To Intervene or Not to Intervene
The biggest question in international politics
Image Courtesy of Eneas De Troya, Flickr
by Cormac McLaggen
It would perhaps be a bit of an understatement to say that Venezuela is in crisis. After questionable elections, President Maduro was re-elected to office despite having overseen thirteen thousand percent inflation in 2018 and refusing humanitarian aid whilst three-quarters of the population lost an average of twenty pounds. The leader of the opposition – Juan Guaido – used a constitutional clause to declare himself as the interim president. In a country where political activists can be imprisoned or killed, this took some balls.
Shortly after Guaido made his declaration, countries around the world began to recognise him as the official president of Venezuela, including France, Germany, the UK and the US. This was a move so seamless and swift it was almost certainly orchestrated via back channels.
Now, despite its history of backing rebels and dictators alike, America is not actually to blame for this particular crisis.
Although, the Trump administration should make sure it stays that way.
America and the West, in general, has a complicated relationship with intervening in other countries.
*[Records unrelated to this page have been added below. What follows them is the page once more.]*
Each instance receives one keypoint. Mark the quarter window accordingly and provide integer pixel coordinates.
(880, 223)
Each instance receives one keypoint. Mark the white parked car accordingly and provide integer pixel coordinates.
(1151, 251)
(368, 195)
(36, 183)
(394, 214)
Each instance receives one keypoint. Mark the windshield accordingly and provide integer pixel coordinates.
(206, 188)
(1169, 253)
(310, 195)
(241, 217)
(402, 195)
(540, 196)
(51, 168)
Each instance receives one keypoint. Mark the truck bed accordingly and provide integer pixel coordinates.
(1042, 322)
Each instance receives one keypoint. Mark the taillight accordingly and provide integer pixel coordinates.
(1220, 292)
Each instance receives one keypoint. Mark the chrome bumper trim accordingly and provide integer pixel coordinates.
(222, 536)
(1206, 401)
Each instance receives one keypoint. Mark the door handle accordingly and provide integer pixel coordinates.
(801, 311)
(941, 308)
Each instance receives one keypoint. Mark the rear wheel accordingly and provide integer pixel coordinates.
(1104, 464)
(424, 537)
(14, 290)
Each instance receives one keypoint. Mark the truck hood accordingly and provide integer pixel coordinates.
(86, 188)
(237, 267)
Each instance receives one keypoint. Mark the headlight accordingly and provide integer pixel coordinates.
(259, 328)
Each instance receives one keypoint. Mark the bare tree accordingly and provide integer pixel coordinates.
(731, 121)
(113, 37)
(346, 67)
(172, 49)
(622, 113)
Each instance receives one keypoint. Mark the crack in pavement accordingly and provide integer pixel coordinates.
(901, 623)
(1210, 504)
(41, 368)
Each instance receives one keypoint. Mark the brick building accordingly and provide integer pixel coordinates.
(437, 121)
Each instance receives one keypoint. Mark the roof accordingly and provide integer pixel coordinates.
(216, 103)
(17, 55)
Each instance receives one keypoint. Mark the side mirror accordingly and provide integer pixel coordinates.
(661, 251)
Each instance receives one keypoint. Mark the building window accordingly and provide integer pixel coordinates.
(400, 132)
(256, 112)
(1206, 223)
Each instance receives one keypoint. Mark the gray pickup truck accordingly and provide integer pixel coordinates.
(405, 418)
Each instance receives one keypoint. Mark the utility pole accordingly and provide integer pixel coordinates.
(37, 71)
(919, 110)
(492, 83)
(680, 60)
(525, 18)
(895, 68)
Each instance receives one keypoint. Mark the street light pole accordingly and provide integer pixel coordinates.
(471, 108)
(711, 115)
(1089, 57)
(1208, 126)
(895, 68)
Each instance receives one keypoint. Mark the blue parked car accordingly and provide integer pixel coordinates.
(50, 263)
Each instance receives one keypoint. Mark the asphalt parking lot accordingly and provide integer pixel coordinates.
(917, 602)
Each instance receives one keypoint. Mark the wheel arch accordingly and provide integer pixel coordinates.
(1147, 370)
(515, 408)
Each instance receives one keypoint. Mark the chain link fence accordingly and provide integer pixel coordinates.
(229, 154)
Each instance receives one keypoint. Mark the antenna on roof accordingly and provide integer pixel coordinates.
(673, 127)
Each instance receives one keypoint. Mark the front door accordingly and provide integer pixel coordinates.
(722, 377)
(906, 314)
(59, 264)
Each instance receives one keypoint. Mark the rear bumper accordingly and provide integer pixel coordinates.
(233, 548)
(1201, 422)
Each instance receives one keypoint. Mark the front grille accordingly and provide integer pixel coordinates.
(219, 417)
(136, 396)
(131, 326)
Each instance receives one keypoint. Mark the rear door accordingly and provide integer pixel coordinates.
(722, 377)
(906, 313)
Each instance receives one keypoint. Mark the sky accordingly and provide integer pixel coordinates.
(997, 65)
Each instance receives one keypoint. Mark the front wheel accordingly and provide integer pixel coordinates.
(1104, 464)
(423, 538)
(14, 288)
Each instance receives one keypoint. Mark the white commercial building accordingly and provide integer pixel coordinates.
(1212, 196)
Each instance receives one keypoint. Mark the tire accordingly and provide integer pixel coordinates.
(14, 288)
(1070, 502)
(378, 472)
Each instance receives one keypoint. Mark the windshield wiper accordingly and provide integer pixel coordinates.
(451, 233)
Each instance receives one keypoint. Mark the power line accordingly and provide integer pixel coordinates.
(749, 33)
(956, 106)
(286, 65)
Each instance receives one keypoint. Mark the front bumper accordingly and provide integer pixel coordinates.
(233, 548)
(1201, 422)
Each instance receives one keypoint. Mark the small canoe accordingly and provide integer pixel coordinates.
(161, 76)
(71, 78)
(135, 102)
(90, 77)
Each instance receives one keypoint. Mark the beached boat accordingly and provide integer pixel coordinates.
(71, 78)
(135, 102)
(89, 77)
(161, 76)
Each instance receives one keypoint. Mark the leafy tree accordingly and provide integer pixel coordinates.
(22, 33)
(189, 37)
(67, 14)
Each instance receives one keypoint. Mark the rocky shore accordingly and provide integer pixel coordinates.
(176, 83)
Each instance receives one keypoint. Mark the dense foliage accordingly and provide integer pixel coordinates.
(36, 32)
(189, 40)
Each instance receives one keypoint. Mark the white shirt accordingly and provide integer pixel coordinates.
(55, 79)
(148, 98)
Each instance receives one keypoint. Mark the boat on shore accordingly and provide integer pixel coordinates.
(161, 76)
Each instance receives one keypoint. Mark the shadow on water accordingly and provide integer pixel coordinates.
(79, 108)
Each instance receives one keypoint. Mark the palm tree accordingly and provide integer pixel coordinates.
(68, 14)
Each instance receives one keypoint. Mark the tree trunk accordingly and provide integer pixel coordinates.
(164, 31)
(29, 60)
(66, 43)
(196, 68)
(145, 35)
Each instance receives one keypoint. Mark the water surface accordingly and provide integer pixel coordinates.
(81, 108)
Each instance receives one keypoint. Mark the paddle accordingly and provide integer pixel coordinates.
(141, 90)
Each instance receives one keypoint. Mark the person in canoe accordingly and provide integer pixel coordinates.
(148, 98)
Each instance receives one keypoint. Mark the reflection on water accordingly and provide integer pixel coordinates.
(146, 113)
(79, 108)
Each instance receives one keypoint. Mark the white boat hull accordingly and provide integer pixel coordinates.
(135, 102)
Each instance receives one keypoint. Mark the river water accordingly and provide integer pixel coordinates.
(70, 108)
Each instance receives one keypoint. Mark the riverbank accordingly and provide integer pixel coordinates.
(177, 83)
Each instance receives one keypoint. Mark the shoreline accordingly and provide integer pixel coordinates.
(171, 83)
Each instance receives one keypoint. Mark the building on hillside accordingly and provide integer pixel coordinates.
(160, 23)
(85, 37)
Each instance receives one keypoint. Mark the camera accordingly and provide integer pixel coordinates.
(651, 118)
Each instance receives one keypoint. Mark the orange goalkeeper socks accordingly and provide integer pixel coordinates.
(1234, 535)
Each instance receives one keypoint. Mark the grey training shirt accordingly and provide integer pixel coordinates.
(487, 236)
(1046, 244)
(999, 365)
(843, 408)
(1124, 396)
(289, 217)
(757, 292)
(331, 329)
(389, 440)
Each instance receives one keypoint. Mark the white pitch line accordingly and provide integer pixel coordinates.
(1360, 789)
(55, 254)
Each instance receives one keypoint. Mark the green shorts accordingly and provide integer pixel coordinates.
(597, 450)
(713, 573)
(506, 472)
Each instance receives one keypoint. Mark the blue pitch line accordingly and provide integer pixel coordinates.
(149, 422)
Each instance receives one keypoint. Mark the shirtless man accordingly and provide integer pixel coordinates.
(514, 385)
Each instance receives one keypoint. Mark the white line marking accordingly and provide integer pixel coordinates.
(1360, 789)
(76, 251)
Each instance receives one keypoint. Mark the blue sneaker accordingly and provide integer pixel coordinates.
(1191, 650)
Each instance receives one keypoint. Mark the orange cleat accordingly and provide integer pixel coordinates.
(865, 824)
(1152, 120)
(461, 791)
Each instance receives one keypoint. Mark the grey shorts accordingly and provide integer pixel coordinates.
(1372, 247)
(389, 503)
We intervened in Iraq, which very few would argue was a good idea and we have yet to intervene in Syria, where many argue we should be doing more to protect dying civilians. Knowing when to and when not to intervene is like predicting the weather at times – everyone gets it wrong sometimes, but we seem to be getting it wrong more often than not at the moment.
It is quite understandable, therefore, that there was some alarm when Vice President Mike Pence announced the US government’s backing of Guaido. There is a fear of military intervention or a costly (both financially and in terms of lives) conflict. That is not to say that we should sit back and let a population slowly starve to death. Although, thinking about it, we are already doing that in Yemen.
Not only would an intervention be draining, but it would also be counterproductive. Maduro has been insisting for years that the US is plotting the downfall of Venezuela because of its pseudo-socialist government.
By implementing sanctions and threatening military action the US is just playing into Maduro’s narrative and encouraging people to support him.
He can now argue that his opponents are part of a treasonous plot funded by a foreign power and silence the protest with patriotism.
But it’s hard. Having to sit on your hands and do nothing in the face of this crisis is hard. There is an urge to swoop in and fix things which is entirely understandable. This is a rare case whereby doing nothing is the best course of action, because doing something very rarely helps. Venezuela needs to find a government system that works for them. If there is to be a popular uprising it needs to actually be popular with the people.